Taken together, our results suggest that LCT may be a novel method for identifying Aspergillus in respiratory samples. However, several considerations suggest that it cannot provide definitive diagnosis of pulmonary aspergillosis on its own. First, LCT cannot accurately type Aspergillus species, which may affect the selection of antifungal drugs. Second, international guidelines dictate that aspergillosis be confirmed through histology and isolation of Aspergillus from samples obtained through sterile procedures. Therefore, results of LCT analysis may provide information valuable for subsequent culture and invasive biopsy tests. Third, although LCT leads to higher rates of positive identification following Papanicolaou’s staining, the overall positive rate for sputum is still low (29.05%). This low sensitivity likely reflects that Papanicolaou’s stain is not specific[29] and that it can give false negative results when small amounts of fungus are present, when sputum is of low quality or when the site of infection is not connected to the bronchus. Despite this low sensitivity, we suggest that Special staining of LCT-prepared slides should be performed on all available samples in order to maximise the possibility of identifying Aspergillus. In this study, LCT-based Special staining on sputum samples increased the positive rate to 43.59%, significantly higher than the rate with Papanicolaou’s staining (29.05%). Our results indicate that LCT-based Papanicolaou’s staining and Special staining can be useful for screening respiratory samples for the presence of Aspergillus in order to guide further biopsy and culture for definitive diagnosis. At the same time, this diagnostic approach may be useful in many critical ill patients who cannot tolerate invasive biopsy examination.

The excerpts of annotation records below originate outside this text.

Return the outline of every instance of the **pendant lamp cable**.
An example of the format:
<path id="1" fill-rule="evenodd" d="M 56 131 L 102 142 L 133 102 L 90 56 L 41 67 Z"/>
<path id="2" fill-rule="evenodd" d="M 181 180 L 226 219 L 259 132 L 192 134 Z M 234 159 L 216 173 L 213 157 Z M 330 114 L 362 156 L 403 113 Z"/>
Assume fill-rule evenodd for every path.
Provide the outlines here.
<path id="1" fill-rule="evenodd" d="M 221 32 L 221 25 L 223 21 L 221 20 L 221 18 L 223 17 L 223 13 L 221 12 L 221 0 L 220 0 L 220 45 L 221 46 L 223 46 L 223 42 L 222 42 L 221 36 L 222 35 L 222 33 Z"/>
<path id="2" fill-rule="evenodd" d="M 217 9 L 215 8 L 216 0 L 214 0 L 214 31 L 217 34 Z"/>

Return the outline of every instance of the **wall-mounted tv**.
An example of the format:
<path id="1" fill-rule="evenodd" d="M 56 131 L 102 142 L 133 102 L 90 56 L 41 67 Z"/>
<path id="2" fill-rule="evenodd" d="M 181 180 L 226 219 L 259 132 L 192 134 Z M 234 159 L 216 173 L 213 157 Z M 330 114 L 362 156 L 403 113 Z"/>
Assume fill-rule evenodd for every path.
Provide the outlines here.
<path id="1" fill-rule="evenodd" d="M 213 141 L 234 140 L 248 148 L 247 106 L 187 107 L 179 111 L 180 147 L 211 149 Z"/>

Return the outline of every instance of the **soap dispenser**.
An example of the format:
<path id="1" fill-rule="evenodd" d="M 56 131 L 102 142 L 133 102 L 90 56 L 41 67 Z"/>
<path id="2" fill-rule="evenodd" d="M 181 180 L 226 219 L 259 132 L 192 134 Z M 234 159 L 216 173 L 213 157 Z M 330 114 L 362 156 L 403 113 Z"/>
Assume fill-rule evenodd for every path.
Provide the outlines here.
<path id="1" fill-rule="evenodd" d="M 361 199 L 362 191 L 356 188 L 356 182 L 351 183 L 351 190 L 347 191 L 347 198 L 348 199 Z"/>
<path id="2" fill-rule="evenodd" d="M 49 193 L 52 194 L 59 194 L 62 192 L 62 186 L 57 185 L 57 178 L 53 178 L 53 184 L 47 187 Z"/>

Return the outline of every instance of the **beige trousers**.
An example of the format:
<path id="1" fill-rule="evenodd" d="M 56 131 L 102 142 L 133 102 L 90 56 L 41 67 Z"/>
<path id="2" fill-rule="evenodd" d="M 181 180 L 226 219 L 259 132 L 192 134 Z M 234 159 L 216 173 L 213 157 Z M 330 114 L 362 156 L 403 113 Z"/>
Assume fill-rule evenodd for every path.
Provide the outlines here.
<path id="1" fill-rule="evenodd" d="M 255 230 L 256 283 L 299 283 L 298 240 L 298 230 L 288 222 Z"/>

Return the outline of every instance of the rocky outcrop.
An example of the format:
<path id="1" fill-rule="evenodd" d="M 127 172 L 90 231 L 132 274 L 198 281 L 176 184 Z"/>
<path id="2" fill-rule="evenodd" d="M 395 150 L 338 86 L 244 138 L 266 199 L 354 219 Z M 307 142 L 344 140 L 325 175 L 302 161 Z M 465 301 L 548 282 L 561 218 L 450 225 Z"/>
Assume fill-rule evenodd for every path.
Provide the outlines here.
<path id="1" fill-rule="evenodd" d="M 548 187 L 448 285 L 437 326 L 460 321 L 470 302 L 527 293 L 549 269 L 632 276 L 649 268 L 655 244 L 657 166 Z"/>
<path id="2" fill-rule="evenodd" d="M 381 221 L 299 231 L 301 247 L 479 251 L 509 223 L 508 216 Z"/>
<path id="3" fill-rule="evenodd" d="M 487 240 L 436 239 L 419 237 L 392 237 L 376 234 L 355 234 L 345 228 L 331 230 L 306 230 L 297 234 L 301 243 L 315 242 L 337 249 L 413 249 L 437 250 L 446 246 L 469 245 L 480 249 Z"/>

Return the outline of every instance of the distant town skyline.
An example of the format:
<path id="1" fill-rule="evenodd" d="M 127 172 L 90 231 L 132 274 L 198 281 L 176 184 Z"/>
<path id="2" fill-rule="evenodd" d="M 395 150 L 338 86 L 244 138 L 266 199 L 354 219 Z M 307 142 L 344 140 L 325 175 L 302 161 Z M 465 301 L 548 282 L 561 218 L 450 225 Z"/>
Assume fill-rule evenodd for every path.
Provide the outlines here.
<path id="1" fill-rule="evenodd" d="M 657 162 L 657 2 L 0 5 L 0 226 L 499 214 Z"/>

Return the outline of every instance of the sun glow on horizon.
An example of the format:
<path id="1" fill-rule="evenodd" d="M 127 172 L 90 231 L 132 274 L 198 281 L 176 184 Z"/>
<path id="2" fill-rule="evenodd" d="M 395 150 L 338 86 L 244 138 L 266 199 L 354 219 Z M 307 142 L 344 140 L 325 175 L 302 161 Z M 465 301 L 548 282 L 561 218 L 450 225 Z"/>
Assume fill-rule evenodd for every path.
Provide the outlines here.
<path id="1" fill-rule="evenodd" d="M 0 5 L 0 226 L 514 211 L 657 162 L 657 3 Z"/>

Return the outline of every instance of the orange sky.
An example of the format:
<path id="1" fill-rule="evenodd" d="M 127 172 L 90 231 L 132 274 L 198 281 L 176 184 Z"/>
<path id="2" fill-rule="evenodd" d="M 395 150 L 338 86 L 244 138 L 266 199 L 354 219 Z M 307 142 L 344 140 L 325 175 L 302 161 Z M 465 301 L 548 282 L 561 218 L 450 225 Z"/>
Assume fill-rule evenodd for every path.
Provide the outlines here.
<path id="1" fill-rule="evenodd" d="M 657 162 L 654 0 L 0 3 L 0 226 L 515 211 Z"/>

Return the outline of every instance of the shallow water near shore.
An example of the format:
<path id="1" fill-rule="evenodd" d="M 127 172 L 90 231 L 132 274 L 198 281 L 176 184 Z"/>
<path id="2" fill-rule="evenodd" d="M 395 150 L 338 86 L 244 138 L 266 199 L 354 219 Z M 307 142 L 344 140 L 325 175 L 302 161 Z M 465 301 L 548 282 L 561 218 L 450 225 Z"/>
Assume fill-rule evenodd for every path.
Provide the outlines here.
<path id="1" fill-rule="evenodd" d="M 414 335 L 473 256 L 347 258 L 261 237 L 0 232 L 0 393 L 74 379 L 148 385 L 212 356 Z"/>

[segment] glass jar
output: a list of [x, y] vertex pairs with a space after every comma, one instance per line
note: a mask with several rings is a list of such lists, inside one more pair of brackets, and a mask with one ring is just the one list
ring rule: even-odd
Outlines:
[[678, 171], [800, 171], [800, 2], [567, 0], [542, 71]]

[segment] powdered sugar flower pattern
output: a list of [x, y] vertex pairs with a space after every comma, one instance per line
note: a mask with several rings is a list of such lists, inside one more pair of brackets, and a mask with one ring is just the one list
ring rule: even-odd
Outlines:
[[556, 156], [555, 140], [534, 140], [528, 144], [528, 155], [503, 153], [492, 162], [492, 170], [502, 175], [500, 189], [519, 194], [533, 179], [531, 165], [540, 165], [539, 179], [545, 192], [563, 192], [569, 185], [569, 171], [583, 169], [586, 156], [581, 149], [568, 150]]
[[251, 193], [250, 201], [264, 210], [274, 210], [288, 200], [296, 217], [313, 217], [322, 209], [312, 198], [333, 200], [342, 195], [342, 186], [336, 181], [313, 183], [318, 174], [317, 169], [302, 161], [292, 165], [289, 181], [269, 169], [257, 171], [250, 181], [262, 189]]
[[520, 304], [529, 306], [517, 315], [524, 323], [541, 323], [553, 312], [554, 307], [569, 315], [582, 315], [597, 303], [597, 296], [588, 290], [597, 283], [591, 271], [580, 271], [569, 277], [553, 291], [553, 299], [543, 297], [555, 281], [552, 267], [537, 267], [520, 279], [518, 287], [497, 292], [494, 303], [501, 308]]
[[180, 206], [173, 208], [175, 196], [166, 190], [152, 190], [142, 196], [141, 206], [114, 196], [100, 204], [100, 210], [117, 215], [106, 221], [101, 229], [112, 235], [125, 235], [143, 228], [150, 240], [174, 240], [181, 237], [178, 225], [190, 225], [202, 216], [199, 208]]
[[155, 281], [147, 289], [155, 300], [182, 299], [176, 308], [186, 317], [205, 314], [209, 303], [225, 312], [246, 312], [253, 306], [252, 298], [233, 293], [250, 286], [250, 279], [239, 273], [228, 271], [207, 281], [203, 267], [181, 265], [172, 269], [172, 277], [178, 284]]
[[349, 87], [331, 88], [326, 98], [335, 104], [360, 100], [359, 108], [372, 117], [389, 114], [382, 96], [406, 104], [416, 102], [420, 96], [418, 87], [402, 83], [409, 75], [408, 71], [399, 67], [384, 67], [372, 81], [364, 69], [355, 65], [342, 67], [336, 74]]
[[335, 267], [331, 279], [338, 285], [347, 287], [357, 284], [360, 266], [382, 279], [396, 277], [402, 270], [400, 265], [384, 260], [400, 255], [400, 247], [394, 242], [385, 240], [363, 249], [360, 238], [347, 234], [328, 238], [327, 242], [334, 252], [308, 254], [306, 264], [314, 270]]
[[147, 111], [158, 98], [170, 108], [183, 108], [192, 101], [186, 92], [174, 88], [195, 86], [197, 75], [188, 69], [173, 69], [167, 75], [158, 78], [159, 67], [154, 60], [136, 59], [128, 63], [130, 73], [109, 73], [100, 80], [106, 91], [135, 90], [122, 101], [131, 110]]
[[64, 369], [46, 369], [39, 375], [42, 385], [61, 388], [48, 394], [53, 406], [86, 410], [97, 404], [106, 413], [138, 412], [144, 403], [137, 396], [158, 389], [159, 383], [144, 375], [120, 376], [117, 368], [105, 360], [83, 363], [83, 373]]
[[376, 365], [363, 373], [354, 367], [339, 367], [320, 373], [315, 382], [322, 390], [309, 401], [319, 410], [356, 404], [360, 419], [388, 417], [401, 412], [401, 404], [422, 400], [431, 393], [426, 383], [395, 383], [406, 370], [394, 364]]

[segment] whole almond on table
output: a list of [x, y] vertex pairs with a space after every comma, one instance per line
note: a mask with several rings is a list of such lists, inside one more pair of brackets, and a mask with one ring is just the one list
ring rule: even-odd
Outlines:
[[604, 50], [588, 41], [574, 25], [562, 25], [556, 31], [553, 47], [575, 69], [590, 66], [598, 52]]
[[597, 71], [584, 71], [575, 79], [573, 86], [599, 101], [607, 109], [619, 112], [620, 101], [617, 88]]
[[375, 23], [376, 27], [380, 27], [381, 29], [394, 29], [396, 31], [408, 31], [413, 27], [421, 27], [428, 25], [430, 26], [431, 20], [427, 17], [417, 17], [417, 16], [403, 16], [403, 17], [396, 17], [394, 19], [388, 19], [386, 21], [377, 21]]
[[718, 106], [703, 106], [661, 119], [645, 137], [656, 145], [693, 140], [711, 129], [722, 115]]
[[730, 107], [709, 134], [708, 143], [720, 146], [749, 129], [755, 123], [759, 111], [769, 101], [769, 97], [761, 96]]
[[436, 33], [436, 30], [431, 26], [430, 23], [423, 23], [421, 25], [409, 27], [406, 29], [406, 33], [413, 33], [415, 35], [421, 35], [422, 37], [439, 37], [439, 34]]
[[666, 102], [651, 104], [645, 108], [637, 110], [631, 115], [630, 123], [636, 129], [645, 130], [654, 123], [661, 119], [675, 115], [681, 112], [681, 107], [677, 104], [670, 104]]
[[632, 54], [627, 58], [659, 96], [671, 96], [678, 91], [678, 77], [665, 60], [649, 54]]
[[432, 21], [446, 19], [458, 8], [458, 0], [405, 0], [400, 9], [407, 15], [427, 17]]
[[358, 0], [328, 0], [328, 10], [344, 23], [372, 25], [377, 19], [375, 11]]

Our results with this small sample should be verified in larger, prospective diagnostic studies. The retrospective findings described here are based only on patients diagnosed with pulmonary aspergillosis, allowing us to calculate only the rate of positive identification (sensitivity) as a partial measure of diagnostic performance.

Conclusion

This preliminary study suggests that LCT-based Papanicolaou’s staining and Special staining may be helpful for the identification of Aspergillus in sputum and bronchial brushing samples from patients with pulmonary aspergillosis. Our results justify further work, particularly prospective trials, to develop this assay for clinical use.